Nonconvex-nonconcave min-max optimization on Riemannian manifolds

  • Andi Han
  • Bamdev Mishra
  • Pratik Jawanpuria
  • Junbin Gao

This work studies nonconvex-nonconcave min-max problems on Riemannian manifolds. We first characterize the local optimality of nonconvex-nonconcave problems on manifolds with a generalized notion of local minimax points. We then define the stability and convergence criteria of dynamical systems on manifolds and provide necessary and sufficient conditions of strictly stable equilibrium points for both continuous and discrete dynamics. Additionally, we propose several novel second-order methods on manifolds that provably converge to local minimax points asymptotically. We validate the empirical benefits of the proposed methods with extensive experiments.

NeurIPS Conference 2021 Conference Paper

On Riemannian Optimization over Positive Definite Matrices with the Bures-Wasserstein Geometry

  • Andi Han
  • Bamdev Mishra
  • Pratik Kumar Jawanpuria
  • Junbin Gao

In this paper, we comparatively analyze the Bures-Wasserstein (BW) geometry with the popular Affine-Invariant (AI) geometry for Riemannian optimization on the symmetric positive definite (SPD) matrix manifold. Our study begins with an observation that the BW metric has a linear dependence on SPD matrices in contrast to the quadratic dependence of the AI metric. We build on this to show that the BW metric is a more suitable and robust choice for several Riemannian optimization problems over ill-conditioned SPD matrices. We show that the BW geometry has a non-negative curvature, which further improves convergence rates of algorithms over the non-positively curved AI geometry. Finally, we verify that several popular cost functions, which are known to be geodesic convex under the AI geometry, are also geodesic convex under the BW geometry. Extensive experiments on various applications support our findings.
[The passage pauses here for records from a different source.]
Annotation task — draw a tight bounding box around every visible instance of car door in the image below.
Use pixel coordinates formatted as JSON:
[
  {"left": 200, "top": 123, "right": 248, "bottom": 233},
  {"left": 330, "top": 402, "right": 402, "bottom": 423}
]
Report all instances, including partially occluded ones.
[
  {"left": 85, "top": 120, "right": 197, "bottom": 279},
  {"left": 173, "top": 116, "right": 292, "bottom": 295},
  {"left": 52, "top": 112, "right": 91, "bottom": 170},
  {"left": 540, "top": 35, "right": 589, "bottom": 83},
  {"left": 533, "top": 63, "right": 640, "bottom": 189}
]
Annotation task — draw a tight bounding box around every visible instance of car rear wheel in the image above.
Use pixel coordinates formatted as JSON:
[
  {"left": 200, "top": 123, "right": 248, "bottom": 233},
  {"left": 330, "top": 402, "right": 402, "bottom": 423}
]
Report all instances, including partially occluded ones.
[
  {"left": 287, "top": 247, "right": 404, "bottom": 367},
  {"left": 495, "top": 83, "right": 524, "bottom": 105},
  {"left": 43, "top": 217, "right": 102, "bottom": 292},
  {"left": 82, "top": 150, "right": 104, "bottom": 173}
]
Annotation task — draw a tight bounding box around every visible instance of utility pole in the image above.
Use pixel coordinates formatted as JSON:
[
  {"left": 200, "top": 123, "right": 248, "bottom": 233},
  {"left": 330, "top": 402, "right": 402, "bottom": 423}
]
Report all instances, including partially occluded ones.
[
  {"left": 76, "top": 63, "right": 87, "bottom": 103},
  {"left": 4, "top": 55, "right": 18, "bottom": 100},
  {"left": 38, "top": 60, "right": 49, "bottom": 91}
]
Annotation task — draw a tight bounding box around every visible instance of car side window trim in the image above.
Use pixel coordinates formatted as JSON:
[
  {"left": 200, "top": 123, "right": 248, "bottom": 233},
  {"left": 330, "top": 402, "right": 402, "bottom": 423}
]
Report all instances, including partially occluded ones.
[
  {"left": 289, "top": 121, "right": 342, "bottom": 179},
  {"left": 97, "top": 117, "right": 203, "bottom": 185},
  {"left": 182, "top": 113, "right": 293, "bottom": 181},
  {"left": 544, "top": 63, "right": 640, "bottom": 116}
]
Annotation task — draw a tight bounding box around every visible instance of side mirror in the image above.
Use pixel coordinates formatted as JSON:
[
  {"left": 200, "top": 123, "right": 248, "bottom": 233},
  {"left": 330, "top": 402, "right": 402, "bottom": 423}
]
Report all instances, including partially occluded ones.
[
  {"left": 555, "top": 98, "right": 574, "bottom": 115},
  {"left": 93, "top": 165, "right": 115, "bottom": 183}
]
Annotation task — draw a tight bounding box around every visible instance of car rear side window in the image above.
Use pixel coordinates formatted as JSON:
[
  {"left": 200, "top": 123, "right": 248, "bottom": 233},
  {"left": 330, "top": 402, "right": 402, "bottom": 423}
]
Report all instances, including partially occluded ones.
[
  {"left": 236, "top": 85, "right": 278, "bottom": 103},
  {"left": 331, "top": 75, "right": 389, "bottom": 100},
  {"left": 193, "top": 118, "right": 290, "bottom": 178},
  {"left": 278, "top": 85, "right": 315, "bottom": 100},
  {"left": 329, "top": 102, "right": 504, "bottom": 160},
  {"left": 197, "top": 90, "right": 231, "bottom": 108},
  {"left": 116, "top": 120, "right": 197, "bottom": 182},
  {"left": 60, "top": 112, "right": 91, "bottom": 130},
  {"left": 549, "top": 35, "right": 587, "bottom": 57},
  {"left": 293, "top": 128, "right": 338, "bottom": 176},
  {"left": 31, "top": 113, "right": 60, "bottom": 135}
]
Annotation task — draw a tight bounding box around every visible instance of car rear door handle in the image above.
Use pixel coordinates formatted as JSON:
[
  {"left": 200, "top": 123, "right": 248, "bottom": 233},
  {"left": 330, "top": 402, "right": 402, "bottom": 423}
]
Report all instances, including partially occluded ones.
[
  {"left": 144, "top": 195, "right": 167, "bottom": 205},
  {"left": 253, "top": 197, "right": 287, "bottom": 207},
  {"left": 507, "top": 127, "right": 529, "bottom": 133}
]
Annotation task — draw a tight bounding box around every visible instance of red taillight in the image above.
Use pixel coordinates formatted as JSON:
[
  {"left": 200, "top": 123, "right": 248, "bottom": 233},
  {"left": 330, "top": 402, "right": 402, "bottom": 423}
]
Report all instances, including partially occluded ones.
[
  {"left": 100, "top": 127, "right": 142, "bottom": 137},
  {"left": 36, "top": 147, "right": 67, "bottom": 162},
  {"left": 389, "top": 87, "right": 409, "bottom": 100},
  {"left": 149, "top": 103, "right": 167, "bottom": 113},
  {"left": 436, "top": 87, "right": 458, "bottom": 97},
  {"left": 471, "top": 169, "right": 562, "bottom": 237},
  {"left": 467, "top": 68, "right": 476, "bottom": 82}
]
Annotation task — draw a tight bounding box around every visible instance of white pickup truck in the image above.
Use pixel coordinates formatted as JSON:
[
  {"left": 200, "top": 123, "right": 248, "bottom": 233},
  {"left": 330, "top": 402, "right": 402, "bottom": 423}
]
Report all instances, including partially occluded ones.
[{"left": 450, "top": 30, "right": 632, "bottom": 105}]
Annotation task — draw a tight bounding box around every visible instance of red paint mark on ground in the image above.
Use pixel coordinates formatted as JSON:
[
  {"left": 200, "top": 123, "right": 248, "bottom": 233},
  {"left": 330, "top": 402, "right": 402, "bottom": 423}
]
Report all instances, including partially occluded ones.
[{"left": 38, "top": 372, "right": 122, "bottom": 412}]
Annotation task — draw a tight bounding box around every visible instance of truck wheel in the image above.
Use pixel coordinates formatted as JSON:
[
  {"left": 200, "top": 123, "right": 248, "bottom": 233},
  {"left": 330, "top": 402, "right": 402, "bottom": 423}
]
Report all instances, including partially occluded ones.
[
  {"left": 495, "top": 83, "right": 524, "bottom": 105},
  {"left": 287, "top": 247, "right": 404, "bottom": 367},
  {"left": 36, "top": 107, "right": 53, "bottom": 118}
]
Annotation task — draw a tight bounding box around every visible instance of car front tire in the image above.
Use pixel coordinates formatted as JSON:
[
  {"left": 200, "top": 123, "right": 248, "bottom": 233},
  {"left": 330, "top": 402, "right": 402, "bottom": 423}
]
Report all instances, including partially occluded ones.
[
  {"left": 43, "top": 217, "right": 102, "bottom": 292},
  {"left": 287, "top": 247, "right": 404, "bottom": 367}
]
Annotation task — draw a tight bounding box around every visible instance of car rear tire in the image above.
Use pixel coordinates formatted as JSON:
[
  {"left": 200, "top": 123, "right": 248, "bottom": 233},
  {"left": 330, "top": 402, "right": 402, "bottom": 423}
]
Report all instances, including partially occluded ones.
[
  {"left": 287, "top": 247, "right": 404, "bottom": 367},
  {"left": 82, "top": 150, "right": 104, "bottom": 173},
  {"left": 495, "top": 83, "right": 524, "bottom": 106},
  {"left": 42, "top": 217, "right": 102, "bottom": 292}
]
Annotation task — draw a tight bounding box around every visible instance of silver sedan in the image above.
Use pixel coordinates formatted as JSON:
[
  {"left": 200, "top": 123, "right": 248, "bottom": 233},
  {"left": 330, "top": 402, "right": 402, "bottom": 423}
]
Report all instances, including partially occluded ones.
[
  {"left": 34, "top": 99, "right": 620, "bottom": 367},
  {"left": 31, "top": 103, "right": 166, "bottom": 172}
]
IJCAI Conference 2021 Conference Paper

Riemannian Stochastic Recursive Momentum Method for non-Convex Optimization

  • Andi Han
  • Junbin Gao

We propose a stochastic recursive momentum method for Riemannian non-convex optimization that achieves a nearly-optimal complexity to find epsilon-approximate solution with one sample. The new algorithm requires one-sample gradient evaluations per iteration and does not require restarting with a large batch gradient, which is commonly used to obtain a faster rate. Extensive experiment results demonstrate the superiority of the proposed algorithm. Extensions to nonsmooth and constrained optimization settings are also discussed.